Comprehensive Plant Health Care for Your Landscape
Protecting Your Investment Against Weather-Related Damage
In recent years, Long Island has faced numerous severe weather events, including super storms, extreme temperatures, droughts, and heavy snow.
The impact on your landscape can be significant, and damage may not be visible for years. LaMay’s Tree Service recommends a thorough plant health care consultation to assess your needs and develop a personalized program.
Excellence in Plant Health Care
Tailored Solutions for Thriving Trees and Shrubs
Our Plant Health Care Division is at the forefront of tree and shrub care excellence.
Our expert staff specializes in plant and insect identification and diagnosing various disease issues, as proper identification is essential for maintaining a healthy landscape.
Our trained technicians excel at detecting even the smallest problems, enabling us to address them proactively.
Collaborating closely with you, our PHC team will develop a comprehensive program tailored to your property, incorporating Integrated Pest Management, disease monitoring, tick control, and bio-organic treatments.

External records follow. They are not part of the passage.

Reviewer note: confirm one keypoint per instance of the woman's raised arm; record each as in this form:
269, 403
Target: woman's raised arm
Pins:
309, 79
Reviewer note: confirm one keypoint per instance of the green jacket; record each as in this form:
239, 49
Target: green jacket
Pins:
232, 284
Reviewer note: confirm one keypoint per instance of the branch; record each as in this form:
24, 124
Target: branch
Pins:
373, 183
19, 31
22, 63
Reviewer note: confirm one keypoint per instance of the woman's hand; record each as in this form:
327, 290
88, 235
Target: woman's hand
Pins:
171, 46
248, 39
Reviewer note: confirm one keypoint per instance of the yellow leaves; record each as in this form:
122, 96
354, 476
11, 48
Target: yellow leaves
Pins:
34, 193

We will also assess your fertilization needs to enhance the vitality of your landscape.
Beech Leaf Disease
BLD Causes, Prevention, and Treatment Options
Beech Leaf Disease (BLD) is a fatal tree disease that primarily attacks American Beech Trees. This is a relatively new disease and has only affected us on long Island in the last few years. We are still learning about the disease but Arborists have now identified a specific nematode as the cause. The parasitic nematode sucks nutrients from beech leaves to survive and reproduce.

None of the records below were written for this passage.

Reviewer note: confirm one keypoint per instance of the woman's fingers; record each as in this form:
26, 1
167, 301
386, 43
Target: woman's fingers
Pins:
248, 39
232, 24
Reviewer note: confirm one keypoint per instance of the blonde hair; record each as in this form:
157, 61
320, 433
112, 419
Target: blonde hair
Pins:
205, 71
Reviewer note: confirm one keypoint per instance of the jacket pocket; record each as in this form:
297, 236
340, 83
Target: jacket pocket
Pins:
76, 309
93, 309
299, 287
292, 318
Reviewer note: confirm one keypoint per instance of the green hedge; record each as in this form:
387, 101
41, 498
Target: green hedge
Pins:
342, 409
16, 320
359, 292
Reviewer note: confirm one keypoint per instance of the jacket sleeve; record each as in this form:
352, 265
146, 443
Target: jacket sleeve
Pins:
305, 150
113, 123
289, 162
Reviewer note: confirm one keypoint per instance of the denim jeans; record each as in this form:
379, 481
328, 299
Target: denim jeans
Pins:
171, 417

Although we are still learning about this disease and its causes, homeowners need to know the signs and what to do when it manifests in their trees. Luckily, BLD has noticeable signs and symptoms indicating an infection. The lateral veins of beech leaves will have dark stripes or bands between them (these can be more easily seen by standing beneath the tree and looking up at the leaves on a sunny day). As the disease progresses, new symptoms appear, such as smaller leaves, leathery texture on leaves, heavier and more noticeable banding, crinkled, deformed or shriveled leaves. The nematodes do most of their damage to leaves in summer and late fall. As it gets later in fall, the nematodes exit the leaves and migrate to buds, where they overwinter and lay eggs for the next season.
Cottony Maple Scale
Cottony Maple Scale is one of the largest and most conspicuous of the scale insects and a common problem on Long Island. Heavy populations cause the dieback of twigs and branches and premature foliage loss. This scale feeds on the sap of Maple, Oak, Dogwood, Beech, Euonymus, Sycamore, Willow, Linden, Elm, Fruit trees, Rose, Lilac, Virginia Creeper and others.

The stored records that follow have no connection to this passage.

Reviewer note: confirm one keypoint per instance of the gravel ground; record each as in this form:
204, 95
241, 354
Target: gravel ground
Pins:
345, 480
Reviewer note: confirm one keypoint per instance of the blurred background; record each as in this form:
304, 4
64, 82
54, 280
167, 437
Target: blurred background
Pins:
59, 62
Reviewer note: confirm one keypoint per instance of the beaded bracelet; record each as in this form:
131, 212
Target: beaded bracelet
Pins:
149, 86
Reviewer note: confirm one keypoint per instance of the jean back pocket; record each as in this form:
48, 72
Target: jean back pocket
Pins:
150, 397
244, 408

Cottony Maple Scale overwinters on twigs as an immature flat female that grows rapidly in spring. Before the leaves begin dropping in the fall, the females migrate back to the twigs and attach them-selves for overwintering. One generation is produced a year.
Hemlock Woolly Adelgid
Hemlock Woolly Adelgid, o, is an invasive, aphid-like insect that attacks North American Hemlocks. They are very small and hard to see, but they can be easily identified by the white woolly masses they form on the underside of branches at the base of the needles. All species of hemlock are vulnerable to attack, but severe damage and death typically occurs in eastern (Tsuga canadensis) and Carolina (Tsuga Caroliniana) Hemlocks only.
Juveniles, known as crawlers, can usually be found at the base of the needles. They insert their long mouthparts and begin feeding on the tree’s stored starches. They will remain in the same spot for the rest of their lives, continually feeding and developing into adults. Their feeding severely damages the canopy of the host tree by disrupting the flow of nutrients to its twigs and needles. Tree health declines, and mortality usually occurs within 4 to 10 years.